Phenotype Instance Verification and Evaluation Tool (PIVET): A Scaled Phenotype Evidence Generation Framework Using Web-Based Medical Literature.

J Med Internet Res 2018 05 4;20(5):e164. Epub 2018 May 4.

Northeastern University, Boston, MA, United States.

Background: Researchers are developing methods to automatically extract clinically relevant and useful patient characteristics from raw healthcare datasets. These characteristics, often capturing essential properties of patients with common medical conditions, are called computational phenotypes. Being generated by automated or semiautomated, data-driven methods, such potential phenotypes need to be validated as clinically meaningful (or not) before they are acceptable for use in decision making.
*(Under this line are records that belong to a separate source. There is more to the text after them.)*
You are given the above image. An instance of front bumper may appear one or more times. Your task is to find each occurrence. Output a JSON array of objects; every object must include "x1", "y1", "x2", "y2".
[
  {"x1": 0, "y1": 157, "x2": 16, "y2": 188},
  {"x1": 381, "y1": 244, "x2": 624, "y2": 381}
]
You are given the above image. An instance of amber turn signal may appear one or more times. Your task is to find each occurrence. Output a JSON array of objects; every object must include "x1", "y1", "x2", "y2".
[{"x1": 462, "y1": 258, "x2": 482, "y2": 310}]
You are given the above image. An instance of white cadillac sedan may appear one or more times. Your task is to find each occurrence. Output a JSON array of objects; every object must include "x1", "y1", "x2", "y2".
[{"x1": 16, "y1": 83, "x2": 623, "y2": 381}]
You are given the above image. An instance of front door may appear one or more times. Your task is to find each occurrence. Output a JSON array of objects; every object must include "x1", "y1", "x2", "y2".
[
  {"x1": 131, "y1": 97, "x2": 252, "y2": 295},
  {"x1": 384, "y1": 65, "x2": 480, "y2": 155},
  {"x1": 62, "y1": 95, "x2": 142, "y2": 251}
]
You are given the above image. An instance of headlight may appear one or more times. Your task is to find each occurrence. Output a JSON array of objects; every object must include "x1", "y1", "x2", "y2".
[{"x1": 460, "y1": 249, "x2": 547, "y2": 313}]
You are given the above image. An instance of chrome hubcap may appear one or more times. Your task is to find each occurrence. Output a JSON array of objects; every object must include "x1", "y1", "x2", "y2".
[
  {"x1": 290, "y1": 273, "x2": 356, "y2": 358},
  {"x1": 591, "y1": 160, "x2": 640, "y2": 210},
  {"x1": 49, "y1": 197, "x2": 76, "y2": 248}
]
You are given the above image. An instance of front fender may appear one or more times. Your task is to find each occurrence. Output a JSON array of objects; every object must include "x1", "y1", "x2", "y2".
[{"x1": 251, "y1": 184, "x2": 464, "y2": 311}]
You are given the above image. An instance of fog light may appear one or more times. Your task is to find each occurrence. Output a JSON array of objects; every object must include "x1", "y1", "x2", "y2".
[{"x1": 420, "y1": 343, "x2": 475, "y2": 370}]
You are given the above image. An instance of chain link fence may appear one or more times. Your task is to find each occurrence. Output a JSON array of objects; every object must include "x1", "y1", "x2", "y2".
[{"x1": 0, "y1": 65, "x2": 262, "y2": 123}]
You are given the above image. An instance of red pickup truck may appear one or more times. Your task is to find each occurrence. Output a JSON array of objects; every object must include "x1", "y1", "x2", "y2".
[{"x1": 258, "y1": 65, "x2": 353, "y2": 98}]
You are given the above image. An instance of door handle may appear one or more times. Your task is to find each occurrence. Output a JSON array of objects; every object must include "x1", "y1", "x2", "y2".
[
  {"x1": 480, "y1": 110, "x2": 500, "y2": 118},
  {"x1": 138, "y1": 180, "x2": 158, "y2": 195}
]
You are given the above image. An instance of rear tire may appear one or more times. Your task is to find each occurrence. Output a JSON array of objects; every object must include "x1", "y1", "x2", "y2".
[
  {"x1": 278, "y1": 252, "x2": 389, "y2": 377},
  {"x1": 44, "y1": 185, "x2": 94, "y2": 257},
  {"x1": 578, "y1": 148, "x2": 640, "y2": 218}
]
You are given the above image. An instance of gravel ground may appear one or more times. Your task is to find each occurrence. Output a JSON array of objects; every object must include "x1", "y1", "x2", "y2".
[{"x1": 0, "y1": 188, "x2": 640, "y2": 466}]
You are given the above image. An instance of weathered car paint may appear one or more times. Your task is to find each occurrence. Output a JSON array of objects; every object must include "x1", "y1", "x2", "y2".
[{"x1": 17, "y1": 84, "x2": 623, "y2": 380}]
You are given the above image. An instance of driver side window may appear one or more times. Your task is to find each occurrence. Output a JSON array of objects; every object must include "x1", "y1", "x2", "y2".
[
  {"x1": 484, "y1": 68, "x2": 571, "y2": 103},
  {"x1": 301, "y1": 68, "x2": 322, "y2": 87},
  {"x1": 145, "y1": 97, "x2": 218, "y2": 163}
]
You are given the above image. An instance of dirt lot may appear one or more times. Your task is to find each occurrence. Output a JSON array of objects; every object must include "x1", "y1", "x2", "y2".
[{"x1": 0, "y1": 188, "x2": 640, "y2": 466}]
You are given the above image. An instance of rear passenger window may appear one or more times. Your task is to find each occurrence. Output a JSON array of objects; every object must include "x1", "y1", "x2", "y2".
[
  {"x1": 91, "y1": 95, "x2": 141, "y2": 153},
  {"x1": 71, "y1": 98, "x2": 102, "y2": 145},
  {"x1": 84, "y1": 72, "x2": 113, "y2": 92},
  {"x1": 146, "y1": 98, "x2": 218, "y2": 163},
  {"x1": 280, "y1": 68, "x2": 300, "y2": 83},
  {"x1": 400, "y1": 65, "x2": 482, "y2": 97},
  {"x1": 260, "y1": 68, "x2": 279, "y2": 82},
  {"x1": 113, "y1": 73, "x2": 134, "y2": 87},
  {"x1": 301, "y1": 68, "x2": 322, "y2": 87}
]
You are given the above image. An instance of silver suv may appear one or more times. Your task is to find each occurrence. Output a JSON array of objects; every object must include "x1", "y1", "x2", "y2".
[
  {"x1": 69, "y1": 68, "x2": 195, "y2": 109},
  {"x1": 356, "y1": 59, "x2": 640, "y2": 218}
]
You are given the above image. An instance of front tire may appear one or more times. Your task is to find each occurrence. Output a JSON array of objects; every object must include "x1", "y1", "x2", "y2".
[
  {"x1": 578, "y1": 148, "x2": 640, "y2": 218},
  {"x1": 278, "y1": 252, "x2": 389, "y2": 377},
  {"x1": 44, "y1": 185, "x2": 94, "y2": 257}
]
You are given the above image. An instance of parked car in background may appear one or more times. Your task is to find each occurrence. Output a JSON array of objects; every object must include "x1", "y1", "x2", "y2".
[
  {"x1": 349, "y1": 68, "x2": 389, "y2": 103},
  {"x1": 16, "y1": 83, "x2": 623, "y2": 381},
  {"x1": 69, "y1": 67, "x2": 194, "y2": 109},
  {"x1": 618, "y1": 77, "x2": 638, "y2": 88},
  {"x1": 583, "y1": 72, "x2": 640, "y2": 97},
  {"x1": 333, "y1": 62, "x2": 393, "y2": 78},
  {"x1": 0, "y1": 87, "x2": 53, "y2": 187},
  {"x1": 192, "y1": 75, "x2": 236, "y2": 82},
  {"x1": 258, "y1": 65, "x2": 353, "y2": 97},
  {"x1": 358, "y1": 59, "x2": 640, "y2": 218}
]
Objective: The objective of this study was to present Phenotype Instance Verification and Evaluation Tool (PIVET), a framework that uses co-occurrence analysis on an online corpus of publically available medical journal articles to build clinical relevance evidence sets for user-supplied phenotypes. PIVET adopts a conceptual framework similar to the pioneering prototype tool PheKnow-Cloud that was developed for the phenotype validation task. PIVET completely refactors each part of the PheKnow-Cloud pipeline to deliver vast improvements in speed without sacrificing the quality of the insights PheKnow-Cloud achieved.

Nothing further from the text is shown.